Okay. You know that the linear speed v is

v = r ω​

And since the linear speed (= the belt speed) is the same for both pulleys,

r_A ω_A = v_A = v_B = r_B ω_B​

Also, B will have a different rotational speed (not 300 rpm) than A.

if i get the rotational speed of the pully B, i will be able to have the correct value for Wb yeah?

Yes.

 

[The Futur]

im confused!

 

[Redbelly98]

r_A ω_A = v_A = v_B = r_B ω_B​

In other words,

r_A ω_A = r_B ω_B​

(ii) asks for ω_B. You know what r_A, ω_A, and r_B are. Solve the equation for ω_B.

 

[The Futur]

In other words,

r_A ω_A = r_B ω_B​

(ii) asks for ω_B. You know what r_A, ω_A, and r_B are. Solve the equation for ω_B.

So
Va=RaxWb = Vb=RbxWb

Since Va=7.85m/s

Vb=RbxWb
7.85=0.125xWb
0.125Wb=7.85
Wb=7.85/0.125=62.8rev/min
is that correct?

 

[Redbelly98]

Almost, except for the units. It's 62.8 rad/sec.

 

[The Futur]

Almost, except for the units.
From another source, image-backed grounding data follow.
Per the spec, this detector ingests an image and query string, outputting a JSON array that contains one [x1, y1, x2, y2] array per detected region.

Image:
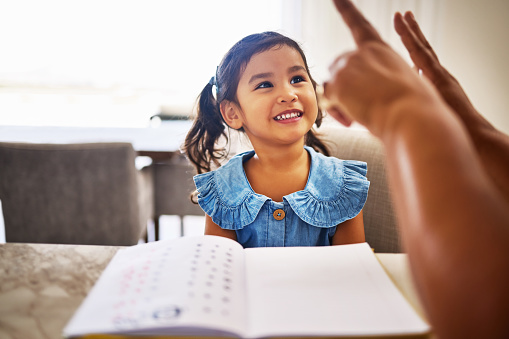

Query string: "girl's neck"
[[244, 141, 311, 201], [251, 141, 307, 170]]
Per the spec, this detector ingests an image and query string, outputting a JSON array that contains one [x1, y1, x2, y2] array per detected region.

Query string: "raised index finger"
[[333, 0, 383, 45]]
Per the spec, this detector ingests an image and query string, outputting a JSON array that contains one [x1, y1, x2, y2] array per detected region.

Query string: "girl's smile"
[[273, 109, 304, 123]]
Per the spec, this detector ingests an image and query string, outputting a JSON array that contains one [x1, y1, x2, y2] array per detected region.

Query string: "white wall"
[[437, 0, 509, 134], [1, 1, 507, 132]]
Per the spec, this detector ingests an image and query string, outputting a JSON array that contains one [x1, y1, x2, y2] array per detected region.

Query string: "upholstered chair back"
[[0, 142, 153, 245], [320, 126, 401, 253]]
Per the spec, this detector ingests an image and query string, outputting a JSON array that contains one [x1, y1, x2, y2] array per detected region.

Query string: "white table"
[[0, 122, 193, 151]]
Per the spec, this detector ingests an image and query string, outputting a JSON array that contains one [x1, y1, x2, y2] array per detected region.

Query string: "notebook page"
[[244, 243, 430, 338], [64, 235, 247, 338]]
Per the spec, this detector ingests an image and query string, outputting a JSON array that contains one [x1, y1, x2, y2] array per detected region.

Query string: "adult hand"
[[393, 11, 489, 130], [395, 11, 509, 203], [324, 0, 439, 137]]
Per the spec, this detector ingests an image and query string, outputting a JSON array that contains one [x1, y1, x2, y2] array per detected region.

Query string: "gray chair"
[[320, 125, 400, 252], [152, 152, 204, 240], [0, 142, 154, 245], [152, 153, 204, 239]]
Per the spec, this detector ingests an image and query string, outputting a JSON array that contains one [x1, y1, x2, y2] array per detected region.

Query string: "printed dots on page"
[[185, 242, 235, 317]]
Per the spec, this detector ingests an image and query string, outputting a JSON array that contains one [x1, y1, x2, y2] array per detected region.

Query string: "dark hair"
[[183, 31, 329, 174]]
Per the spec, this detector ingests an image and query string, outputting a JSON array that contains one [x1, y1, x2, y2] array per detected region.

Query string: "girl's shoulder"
[[305, 146, 369, 198], [193, 150, 254, 201], [193, 150, 269, 230]]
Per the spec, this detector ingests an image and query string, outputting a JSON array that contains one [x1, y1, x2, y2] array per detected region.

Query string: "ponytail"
[[183, 83, 229, 174]]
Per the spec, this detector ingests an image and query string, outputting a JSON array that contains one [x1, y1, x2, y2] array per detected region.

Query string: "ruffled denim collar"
[[194, 146, 369, 229]]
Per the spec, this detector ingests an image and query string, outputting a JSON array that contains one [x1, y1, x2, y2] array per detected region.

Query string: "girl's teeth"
[[275, 112, 301, 120]]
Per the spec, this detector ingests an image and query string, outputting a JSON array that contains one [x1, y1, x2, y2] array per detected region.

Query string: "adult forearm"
[[468, 119, 509, 203], [439, 77, 509, 203], [381, 100, 509, 338]]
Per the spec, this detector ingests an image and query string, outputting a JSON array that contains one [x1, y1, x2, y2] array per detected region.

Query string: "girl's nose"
[[277, 87, 298, 103]]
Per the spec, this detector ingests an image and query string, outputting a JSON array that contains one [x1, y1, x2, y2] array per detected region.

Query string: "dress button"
[[273, 209, 285, 220]]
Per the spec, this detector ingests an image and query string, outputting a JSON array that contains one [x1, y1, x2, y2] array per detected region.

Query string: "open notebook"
[[63, 235, 430, 338]]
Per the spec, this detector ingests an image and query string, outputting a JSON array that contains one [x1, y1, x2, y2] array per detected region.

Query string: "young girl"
[[183, 31, 369, 248]]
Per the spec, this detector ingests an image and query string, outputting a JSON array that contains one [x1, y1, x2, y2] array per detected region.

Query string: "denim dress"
[[193, 146, 370, 248]]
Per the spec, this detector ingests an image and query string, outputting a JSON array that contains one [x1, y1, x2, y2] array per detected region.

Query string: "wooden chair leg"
[[154, 216, 160, 241]]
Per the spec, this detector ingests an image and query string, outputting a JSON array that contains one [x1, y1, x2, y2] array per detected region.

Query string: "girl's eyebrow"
[[288, 65, 306, 73], [248, 72, 273, 85]]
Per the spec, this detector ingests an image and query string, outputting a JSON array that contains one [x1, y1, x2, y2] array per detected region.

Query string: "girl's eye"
[[291, 76, 305, 84], [255, 81, 273, 89]]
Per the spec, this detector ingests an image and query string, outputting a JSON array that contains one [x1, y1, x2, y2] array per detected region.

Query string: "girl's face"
[[222, 45, 318, 149]]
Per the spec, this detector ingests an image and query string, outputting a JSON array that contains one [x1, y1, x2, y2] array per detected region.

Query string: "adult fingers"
[[403, 11, 439, 61], [322, 81, 355, 127], [326, 105, 354, 127], [332, 0, 383, 46], [394, 11, 441, 83], [327, 51, 355, 80], [323, 51, 356, 112]]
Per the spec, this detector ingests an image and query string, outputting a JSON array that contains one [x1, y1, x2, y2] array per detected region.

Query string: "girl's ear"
[[220, 101, 243, 130]]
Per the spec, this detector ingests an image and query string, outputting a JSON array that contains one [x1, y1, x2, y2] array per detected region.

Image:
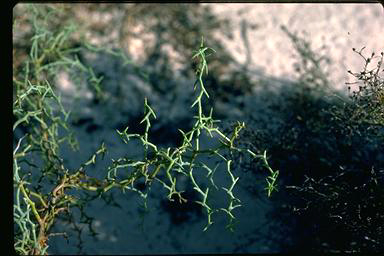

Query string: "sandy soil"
[[206, 3, 383, 89]]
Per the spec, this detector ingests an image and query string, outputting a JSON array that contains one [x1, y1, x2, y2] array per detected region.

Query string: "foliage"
[[285, 47, 383, 253], [236, 26, 383, 252], [13, 5, 277, 255], [13, 4, 105, 254], [14, 3, 383, 254]]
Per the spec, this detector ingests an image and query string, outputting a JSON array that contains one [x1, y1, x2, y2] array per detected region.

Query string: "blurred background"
[[13, 3, 383, 254]]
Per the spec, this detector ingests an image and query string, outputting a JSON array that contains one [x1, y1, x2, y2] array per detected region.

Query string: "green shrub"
[[13, 5, 277, 254], [14, 4, 382, 254]]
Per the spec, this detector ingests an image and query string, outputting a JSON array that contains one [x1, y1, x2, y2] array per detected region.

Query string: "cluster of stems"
[[13, 17, 279, 254]]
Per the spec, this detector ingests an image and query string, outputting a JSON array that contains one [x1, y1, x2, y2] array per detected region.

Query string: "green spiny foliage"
[[12, 5, 105, 254], [13, 5, 134, 254], [105, 37, 278, 232], [13, 5, 278, 254]]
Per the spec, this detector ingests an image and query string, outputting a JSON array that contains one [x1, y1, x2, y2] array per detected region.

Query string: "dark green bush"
[[236, 26, 383, 252]]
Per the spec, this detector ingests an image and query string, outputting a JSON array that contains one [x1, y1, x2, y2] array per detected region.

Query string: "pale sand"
[[206, 3, 383, 90]]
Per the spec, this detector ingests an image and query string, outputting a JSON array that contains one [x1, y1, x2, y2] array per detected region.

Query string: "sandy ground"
[[206, 3, 383, 90]]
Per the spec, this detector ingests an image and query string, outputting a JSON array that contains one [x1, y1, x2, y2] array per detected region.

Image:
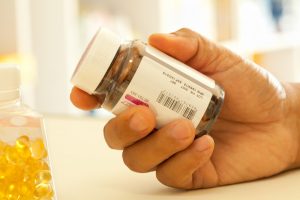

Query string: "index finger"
[[70, 87, 100, 110], [148, 28, 238, 75]]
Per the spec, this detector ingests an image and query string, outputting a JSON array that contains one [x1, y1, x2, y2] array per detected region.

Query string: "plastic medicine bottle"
[[71, 28, 225, 137], [0, 64, 56, 199]]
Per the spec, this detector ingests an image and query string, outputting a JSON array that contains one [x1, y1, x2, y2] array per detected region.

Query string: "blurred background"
[[0, 0, 300, 116]]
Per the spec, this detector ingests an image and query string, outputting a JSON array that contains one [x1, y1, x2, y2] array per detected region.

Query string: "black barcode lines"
[[156, 91, 197, 120]]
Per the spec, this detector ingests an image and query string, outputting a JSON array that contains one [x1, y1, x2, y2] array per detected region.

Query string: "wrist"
[[284, 83, 300, 168]]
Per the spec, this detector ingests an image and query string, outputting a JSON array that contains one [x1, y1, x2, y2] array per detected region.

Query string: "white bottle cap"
[[0, 63, 21, 102], [71, 28, 122, 94]]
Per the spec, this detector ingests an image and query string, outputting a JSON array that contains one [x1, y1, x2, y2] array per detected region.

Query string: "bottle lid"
[[0, 63, 21, 102], [71, 28, 122, 94]]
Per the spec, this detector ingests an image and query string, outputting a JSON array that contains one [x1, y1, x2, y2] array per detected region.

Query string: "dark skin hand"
[[70, 28, 300, 189]]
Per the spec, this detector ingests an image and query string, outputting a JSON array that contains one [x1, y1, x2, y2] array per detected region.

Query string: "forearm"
[[294, 83, 300, 166]]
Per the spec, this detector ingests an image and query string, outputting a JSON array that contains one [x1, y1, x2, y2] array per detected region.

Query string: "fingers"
[[104, 105, 216, 189], [70, 87, 100, 110], [103, 105, 156, 150], [122, 119, 195, 173], [148, 28, 241, 75], [156, 135, 216, 189]]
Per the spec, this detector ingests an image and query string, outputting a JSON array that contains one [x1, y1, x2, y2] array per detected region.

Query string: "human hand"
[[70, 28, 300, 189]]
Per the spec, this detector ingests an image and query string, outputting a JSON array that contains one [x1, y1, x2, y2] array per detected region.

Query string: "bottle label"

It's 62.8 rad/sec.

how do i convert taht to rev/min.

i tryed

62.8/(2pi/60)
and i got some weird answer:yuck:

 

[Redbelly98]

how do i convert taht to rev/min.

i tryed

62.8/(2pi/60)

Good, that is the correct way to convert from rad/s into rev/min.

... and i got some weird answer:yuck:

I get an entirely reasonable, and correct, answer when I do the calculation.

p.s.
If you had posted the answer you actually got, I could now be posting back about whether you did the calculation correctly.